On dirait que le monde est recueilli, pieux
Et fait l’acte d’amour qu’emporte au loin la brise,
Vers le Dieu Tout-Puissant, dans l’infini bleuté.
Et moi, toujours rêveur, vers le vieux cimetière
J’ai dirigé mes pas.
Ah ! quel beau soir d’été
Ah ! que le ciel est beau ! Ah ! que la terre est chaude !
Et que le cimetière est tranquille et pensif !
Le soir est violet et la brise qui rôde
Sur les prés endormis, sur les roseaux chétifs,
Est lente comme un rêve.
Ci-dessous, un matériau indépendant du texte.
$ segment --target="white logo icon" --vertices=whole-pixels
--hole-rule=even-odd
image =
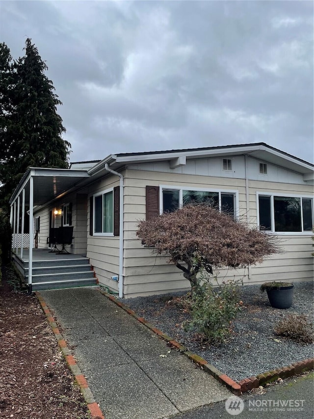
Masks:
[[[244,408],[244,403],[242,399],[237,396],[231,396],[226,400],[225,403],[226,410],[229,415],[235,416],[239,415]]]

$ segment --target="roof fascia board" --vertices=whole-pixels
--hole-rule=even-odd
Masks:
[[[64,177],[90,177],[90,175],[87,173],[87,170],[78,169],[71,170],[70,169],[56,169],[45,168],[31,168],[33,171],[34,176],[57,176]]]
[[[227,154],[232,155],[235,154],[247,154],[250,155],[250,153],[259,151],[265,151],[278,157],[280,157],[282,159],[294,163],[301,167],[304,168],[311,171],[313,170],[313,167],[310,164],[308,164],[305,162],[301,162],[298,159],[287,156],[285,153],[277,151],[276,150],[274,150],[272,148],[268,147],[267,146],[262,144],[245,146],[243,147],[239,146],[237,147],[232,147],[229,148],[216,148],[213,150],[209,149],[208,150],[193,150],[193,151],[183,150],[180,152],[169,152],[169,153],[160,153],[159,154],[154,154],[147,153],[147,154],[137,155],[135,156],[121,156],[119,157],[119,155],[117,155],[116,161],[117,163],[136,163],[136,162],[138,161],[149,163],[150,162],[158,160],[173,160],[175,159],[179,158],[181,157],[185,157],[185,158],[197,157],[202,156],[204,157],[215,157],[215,156],[222,155],[222,154],[226,155]]]
[[[115,155],[109,154],[109,156],[107,156],[106,157],[105,157],[105,159],[101,162],[99,162],[99,163],[97,163],[97,165],[95,165],[95,166],[93,166],[90,169],[89,169],[87,170],[87,173],[90,175],[90,176],[94,176],[95,175],[99,173],[100,172],[105,172],[106,170],[105,168],[105,164],[109,163],[110,164],[110,163],[115,162],[117,156]]]
[[[303,180],[308,182],[309,180],[314,180],[314,172],[307,173],[303,175]]]
[[[30,179],[30,176],[32,175],[32,170],[31,168],[29,168],[21,179],[19,184],[12,194],[12,196],[9,201],[9,203],[10,205],[14,203],[21,192],[26,187],[26,185]]]
[[[299,166],[302,166],[307,169],[310,169],[311,170],[314,170],[313,166],[311,166],[310,164],[307,164],[306,163],[300,162],[300,160],[297,159],[295,159],[292,157],[288,156],[287,154],[281,153],[280,151],[277,151],[276,150],[274,150],[273,148],[270,148],[269,147],[266,147],[264,145],[260,145],[259,149],[262,150],[263,151],[266,151],[267,153],[270,153],[275,156],[277,156],[278,157],[280,157],[282,159],[285,159],[285,160],[288,160],[288,162],[291,162],[292,163],[297,164]]]
[[[250,152],[255,151],[257,150],[261,149],[260,146],[253,146],[250,147],[239,147],[238,148],[230,147],[230,148],[219,148],[215,150],[194,150],[193,151],[188,151],[187,150],[183,150],[180,152],[169,153],[160,153],[160,154],[145,154],[144,155],[136,155],[136,156],[127,156],[125,157],[122,156],[119,157],[117,155],[116,161],[117,163],[135,163],[138,160],[147,160],[148,162],[152,160],[169,160],[182,156],[185,156],[186,157],[193,157],[200,156],[215,156],[217,154],[234,154],[236,152],[238,154],[245,154]]]

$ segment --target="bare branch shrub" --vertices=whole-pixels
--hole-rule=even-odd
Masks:
[[[280,336],[300,343],[312,343],[313,341],[313,325],[304,314],[287,314],[274,330]]]

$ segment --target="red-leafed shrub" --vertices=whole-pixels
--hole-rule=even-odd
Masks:
[[[169,256],[183,272],[192,291],[197,274],[213,268],[244,268],[279,251],[275,237],[250,229],[208,204],[190,204],[141,221],[137,236],[153,251]]]

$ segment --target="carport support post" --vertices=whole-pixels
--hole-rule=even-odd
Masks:
[[[33,246],[34,245],[34,226],[33,206],[34,203],[34,178],[30,172],[29,178],[29,252],[28,255],[28,289],[31,292],[32,268],[33,267]]]
[[[22,231],[21,232],[21,258],[23,258],[23,249],[24,245],[24,217],[25,216],[25,189],[22,192]]]
[[[18,217],[17,220],[16,232],[17,233],[16,240],[16,254],[18,254],[18,249],[19,245],[19,233],[20,231],[20,195],[18,196]]]
[[[14,205],[13,205],[13,243],[12,243],[12,250],[14,251],[14,244],[16,238],[16,201],[14,201]]]

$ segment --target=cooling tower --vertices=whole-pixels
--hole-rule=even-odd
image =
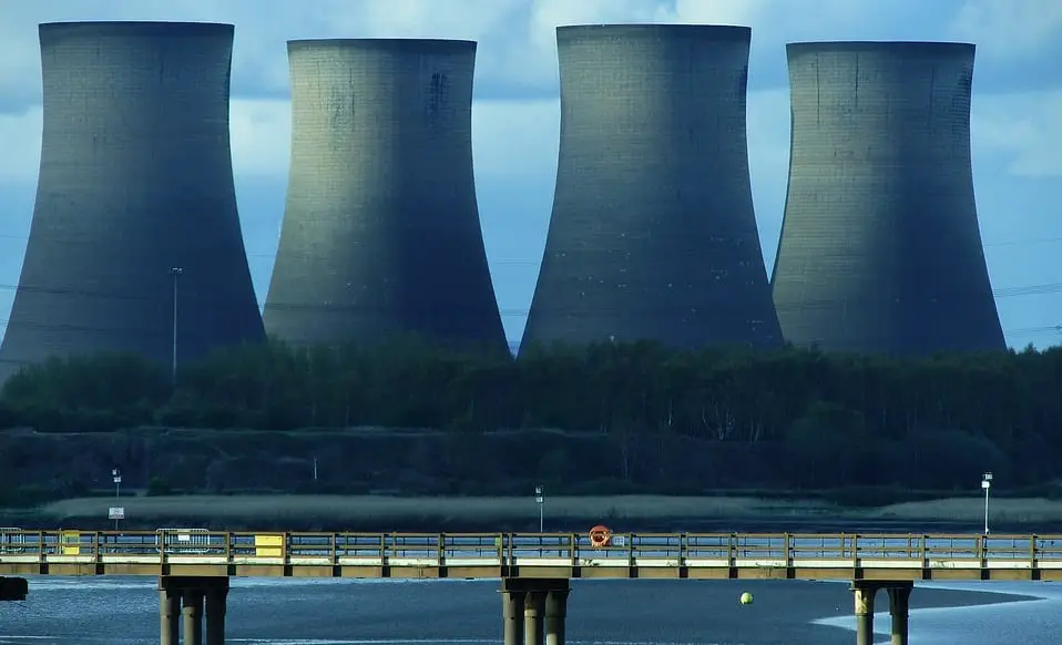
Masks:
[[[749,34],[556,30],[560,155],[524,344],[780,344],[748,177]]]
[[[264,339],[233,188],[233,27],[51,23],[40,41],[40,178],[0,379],[52,355],[170,365],[174,329],[178,360]]]
[[[288,43],[292,166],[265,326],[508,351],[472,176],[476,43]]]
[[[774,300],[838,351],[1003,349],[970,164],[972,44],[789,44]]]

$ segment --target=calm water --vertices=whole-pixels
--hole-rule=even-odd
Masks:
[[[30,584],[29,601],[0,604],[0,643],[159,642],[153,580],[38,579]],[[912,644],[1060,642],[1062,588],[1053,591],[1039,583],[927,586],[916,590],[912,602],[918,604],[919,596],[937,598],[933,602],[938,604],[970,600],[967,594],[946,595],[933,588],[991,590],[1042,600],[917,610],[911,616]],[[491,581],[237,580],[229,593],[228,641],[272,645],[498,643],[501,602],[497,590],[498,583]],[[753,592],[756,602],[741,606],[737,596],[742,591]],[[855,642],[846,628],[851,624],[850,607],[846,585],[831,583],[576,581],[569,604],[569,643],[850,645]],[[877,623],[878,631],[887,634],[887,615],[880,615]]]

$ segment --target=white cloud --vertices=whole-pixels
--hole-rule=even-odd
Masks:
[[[974,155],[1001,155],[1011,175],[1062,176],[1060,115],[1062,90],[976,96]]]
[[[234,173],[286,182],[292,150],[290,103],[235,100],[229,122]]]
[[[989,55],[1037,55],[1062,34],[1062,2],[967,0],[952,20],[951,32],[978,43]]]
[[[30,108],[13,114],[0,112],[0,183],[37,183],[41,164],[41,109]]]

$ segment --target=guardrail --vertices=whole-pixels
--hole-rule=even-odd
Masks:
[[[1062,535],[268,533],[0,529],[0,564],[785,566],[1062,570]]]

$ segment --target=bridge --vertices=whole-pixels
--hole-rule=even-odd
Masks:
[[[908,642],[916,581],[1062,581],[1062,535],[277,533],[0,529],[0,600],[25,576],[155,576],[160,643],[225,642],[231,577],[500,579],[506,645],[563,645],[573,579],[834,580],[851,584],[857,645],[889,595]],[[183,625],[183,629],[182,629]]]

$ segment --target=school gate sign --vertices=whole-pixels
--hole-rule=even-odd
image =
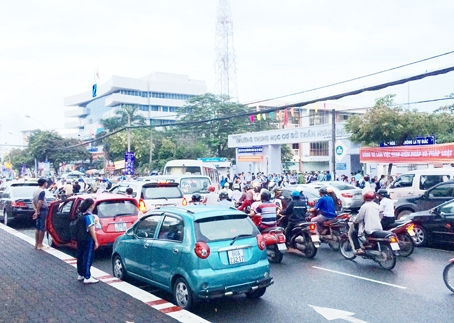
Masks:
[[[278,129],[270,131],[249,132],[228,136],[229,148],[241,148],[251,146],[262,146],[263,152],[252,152],[251,157],[255,158],[253,162],[256,166],[252,172],[265,171],[267,174],[281,173],[281,145],[293,143],[308,143],[331,140],[332,125],[324,124],[320,126],[309,126],[291,129]],[[336,140],[348,138],[344,129],[344,123],[336,123]],[[236,153],[237,162],[241,162]],[[243,157],[244,160],[244,157]],[[261,160],[261,161],[260,161]],[[238,164],[237,164],[238,165]]]

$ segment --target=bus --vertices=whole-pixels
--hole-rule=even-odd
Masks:
[[[164,175],[204,175],[211,179],[211,183],[219,189],[219,172],[216,167],[209,163],[195,159],[171,160],[164,166]]]

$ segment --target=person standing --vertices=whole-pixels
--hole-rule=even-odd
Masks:
[[[99,247],[95,233],[95,218],[92,213],[94,207],[95,201],[92,198],[85,199],[79,207],[79,216],[83,217],[86,237],[84,240],[77,241],[77,280],[83,281],[85,284],[99,282],[98,279],[91,276],[90,272],[95,256],[94,251]]]
[[[44,178],[38,179],[38,189],[33,193],[33,220],[35,220],[35,249],[44,249],[43,240],[46,231],[46,217],[49,207],[46,201],[47,181]]]

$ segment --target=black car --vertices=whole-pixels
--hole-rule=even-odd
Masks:
[[[32,220],[33,213],[35,213],[32,205],[33,193],[37,189],[38,186],[10,186],[2,193],[0,218],[5,225],[20,220]],[[45,190],[45,192],[48,203],[55,200],[52,193],[48,190]]]
[[[404,215],[401,220],[413,221],[418,247],[428,243],[454,243],[454,200],[430,210]]]
[[[443,202],[454,199],[454,180],[439,183],[417,197],[399,199],[395,206],[396,218],[406,214],[429,210]]]

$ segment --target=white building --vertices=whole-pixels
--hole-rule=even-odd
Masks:
[[[164,125],[175,122],[176,110],[193,96],[205,94],[205,81],[191,80],[187,75],[155,72],[140,79],[112,76],[92,91],[66,97],[71,107],[65,112],[70,118],[67,129],[78,129],[82,137],[101,131],[100,119],[112,117],[121,105],[136,106],[148,124]]]

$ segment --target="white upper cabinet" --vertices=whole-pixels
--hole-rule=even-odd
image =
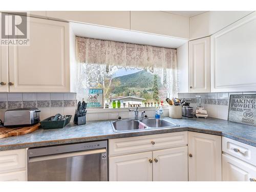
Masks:
[[[209,36],[210,12],[189,18],[189,39],[195,39]]]
[[[216,33],[252,12],[242,11],[210,11],[210,34],[213,34]]]
[[[0,46],[0,92],[9,91],[8,47]]]
[[[188,42],[177,49],[178,92],[188,92]]]
[[[222,180],[221,136],[188,132],[188,180]]]
[[[188,39],[189,19],[163,11],[131,11],[131,30]]]
[[[208,93],[210,89],[210,37],[189,42],[189,92]]]
[[[256,12],[211,36],[211,92],[256,91]]]
[[[34,17],[29,21],[29,46],[9,47],[10,92],[72,91],[71,66],[75,64],[70,59],[74,45],[70,46],[69,23]]]
[[[130,29],[130,11],[48,11],[48,17]]]
[[[189,18],[189,39],[212,35],[252,12],[211,11],[191,17]]]
[[[0,14],[0,25],[2,17]],[[0,46],[0,92],[9,91],[8,47]]]

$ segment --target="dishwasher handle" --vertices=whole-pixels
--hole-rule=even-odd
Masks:
[[[87,150],[80,152],[65,153],[59,154],[49,155],[38,157],[29,157],[28,162],[29,163],[30,163],[32,162],[46,161],[56,159],[65,158],[70,157],[79,156],[82,155],[88,155],[104,153],[106,153],[106,150],[105,148],[100,148],[95,150]],[[105,157],[104,157],[104,159],[106,158],[105,155]]]

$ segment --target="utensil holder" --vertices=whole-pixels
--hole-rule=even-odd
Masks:
[[[86,111],[85,115],[82,116],[77,116],[77,110],[76,110],[75,116],[74,117],[74,123],[77,125],[81,125],[82,124],[86,124],[86,114],[87,112]]]
[[[174,119],[181,119],[182,118],[181,105],[169,106],[169,117]]]

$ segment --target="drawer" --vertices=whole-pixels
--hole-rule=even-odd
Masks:
[[[187,144],[186,131],[110,139],[109,155],[113,156]]]
[[[26,181],[25,170],[0,174],[1,181]]]
[[[222,137],[222,151],[256,166],[256,147]]]
[[[26,149],[0,152],[0,173],[26,167]]]

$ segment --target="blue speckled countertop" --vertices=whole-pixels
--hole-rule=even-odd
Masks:
[[[70,123],[63,129],[43,130],[16,137],[0,139],[0,151],[72,143],[122,137],[190,131],[223,136],[256,147],[256,127],[213,118],[165,117],[178,127],[114,132],[110,120],[88,121],[77,126]]]

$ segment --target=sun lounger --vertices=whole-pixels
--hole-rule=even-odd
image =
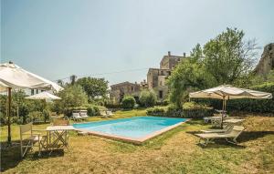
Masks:
[[[80,112],[80,117],[82,118],[89,118],[89,116],[87,115],[87,112]]]
[[[227,124],[224,127],[224,128],[218,129],[218,128],[209,128],[206,130],[201,130],[204,133],[225,133],[229,130],[229,128],[233,127],[232,124]]]
[[[42,136],[40,133],[35,134],[34,131],[45,131],[39,129],[33,129],[32,123],[26,125],[20,125],[20,149],[21,157],[24,158],[28,149],[32,149],[36,143],[37,143],[39,156],[42,148],[47,149],[47,136]],[[25,143],[26,141],[26,143]]]
[[[72,113],[72,119],[77,121],[83,119],[83,118],[79,116],[79,113]]]
[[[111,118],[111,117],[113,117],[114,114],[111,110],[108,110],[107,111],[107,116]]]
[[[244,131],[244,127],[233,126],[226,133],[204,133],[195,134],[195,136],[200,138],[199,144],[204,146],[206,146],[208,142],[216,138],[225,138],[229,143],[237,144],[237,138]],[[229,141],[228,139],[232,139],[232,141]],[[205,142],[202,143],[201,140],[205,140]]]
[[[107,115],[106,111],[104,111],[104,110],[100,111],[100,116],[101,118],[108,118],[108,115]]]

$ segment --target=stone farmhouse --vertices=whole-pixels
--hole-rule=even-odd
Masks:
[[[122,82],[111,86],[110,98],[113,103],[121,102],[123,97],[132,96],[136,101],[139,100],[139,95],[142,90],[147,89],[145,80],[138,84],[131,82]]]
[[[158,100],[164,100],[168,94],[168,86],[166,80],[171,76],[175,66],[186,58],[185,53],[182,56],[172,56],[168,52],[163,56],[160,62],[160,68],[149,68],[147,73],[147,82],[143,80],[141,83],[122,82],[111,86],[110,98],[113,103],[121,102],[123,97],[130,95],[134,97],[136,101],[139,100],[140,92],[144,89],[153,90]]]
[[[160,62],[160,68],[149,68],[147,73],[148,89],[153,90],[159,100],[164,100],[168,94],[168,86],[166,80],[171,76],[172,71],[176,65],[186,58],[185,53],[183,56],[172,56],[168,52],[167,56],[163,56]]]

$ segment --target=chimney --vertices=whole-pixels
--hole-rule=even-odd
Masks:
[[[168,56],[171,56],[171,53],[170,53],[170,51],[168,51],[167,53],[168,53]]]

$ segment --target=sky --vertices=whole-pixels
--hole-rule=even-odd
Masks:
[[[189,55],[227,27],[274,42],[272,0],[1,0],[1,63],[50,80],[140,82],[168,51]]]

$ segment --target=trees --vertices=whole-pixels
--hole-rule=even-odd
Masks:
[[[244,32],[227,28],[204,46],[206,69],[217,84],[233,84],[254,68],[257,46],[254,40],[244,41]]]
[[[75,82],[76,82],[76,79],[77,79],[77,76],[71,75],[71,76],[69,77],[69,79],[70,79],[70,85],[74,85]]]
[[[88,96],[79,85],[68,86],[58,94],[62,99],[55,101],[54,109],[64,112],[66,108],[80,107],[88,103]]]
[[[177,65],[169,77],[170,101],[181,107],[190,91],[222,84],[247,85],[257,46],[254,40],[243,38],[243,31],[227,28],[203,48],[196,45],[189,59]]]
[[[187,99],[189,91],[195,91],[216,84],[214,77],[206,72],[203,64],[203,51],[197,45],[190,58],[182,61],[168,78],[169,100],[181,107]]]
[[[109,82],[104,78],[88,77],[78,79],[76,83],[83,87],[90,100],[95,97],[105,97],[107,95]]]
[[[157,97],[153,91],[143,90],[140,94],[140,103],[142,106],[153,107],[156,104]]]
[[[127,96],[124,97],[121,100],[121,107],[123,108],[133,108],[136,104],[136,101],[133,97]]]

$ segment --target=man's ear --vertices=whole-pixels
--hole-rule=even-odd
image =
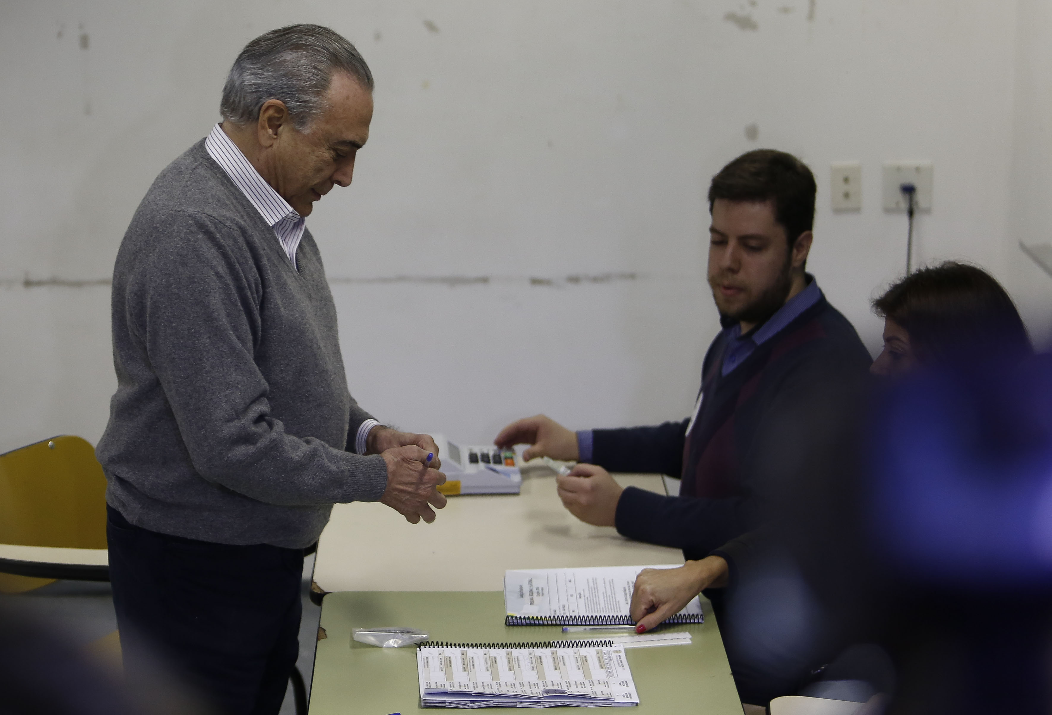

Et la plaine repose.
Le cimetière est doux et calme; le vieux mur
Est couvert de lierre et sur la porte close
Un oiseau s’est posé pour chanter dans l’air pur
Sa chanson aux accents mélodieux et tendres.
Sur les tombes, les fleurs se penchent lentement
Et parlent d’une voix que nul ne peut entendre
À ceux qui sous leurs pieds reposent doucement.
Ah ! quel séjour de paix ! tranquillité qui grise !
Je me suis arrêté et longtemps j’ai rêvé…
J’ai pensé que les soirs, après les journées grises
Et pleines de douleurs et de tourments glacés,
Que les soirs apportaient un repos à la terre.
Et j’ai pensé aussi, qu’après ce jour trop gris
Que nous avons vécu, voyageurs solitaires,
Nous viendrons reposer, loin des tristes soucis,
Dans le vieux cimetière…
Et la nuit est venue
Me surprendre à rêver dans la douceur du soir.
Je m’en suis retourné, tout seul, le long des rues.
Ah ! que le cimetière est calme, dans le soir !
Poème inédit
Ce lundi, 5 novembre 1928
(Hector de Saint-Denys Garneau, Mémorial. Inédits de Saint-Denys Garneau de parents et d’amis, 1996)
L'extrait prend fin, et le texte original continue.